Buy used clothing
For the past year or more, I’ve been shopping at local consignment and resale shops for most of my clothing. I admit that it took some getting used to – wearing other people’s old clothes. However, I have found some items with the tags still on and some cotton t-shirts with no pilling. No pilling on a cotton shirt, for me, means it’s barely been worn…or am I the only one to experience pilling on a shirt after wearing it a few times? Now that I see the value in buying used clothing, I have no issue with wearing other people’s old clothes.

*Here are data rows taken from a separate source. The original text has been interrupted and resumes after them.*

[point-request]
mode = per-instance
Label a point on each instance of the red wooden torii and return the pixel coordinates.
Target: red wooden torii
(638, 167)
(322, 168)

Shopping these stores takes some time but is much easier on your wallet. I usually at least glance at every piece of clothing my size in the store and try on at least 20 items and maybe walk out with 3-5 pieces. It has taken me over a year to find one pair of jeans that actually fit (a brand of jeans that can sell for up to $140 new, I bought for $20 used). Good thing too, because my old pair (yes, before yesterday, I only had one pair of jeans) may not make it through the winter.
John Oliver did a segment on Last Week Tonight regarding the fashion industry which I believe just gives us a small taste of the issues with imported clothing. I’m looking forward to watching The True Cost which seems to be more in depth, and from the trailer, horrific.
I’m not buying 100% of my clothes used. I buy underwear, socks, clothes for work, bathing suits and workout clothes new.
I like to think I’m doing at least a little good. When I’m done with my clothes, I evaluate the quality, then do one of three things: resell, donate or recycle. Don’t donate clothes that you wouldn’t buy yourself. So any piece that has a stain, is ripped or is pilling gets recycled. Some H&M stores have a recycling box next to their check out counter and in July, Levi’s announced that they will offer clothing recycling as well.
Cost: Varies, but my pieces have cost $4-$25 each.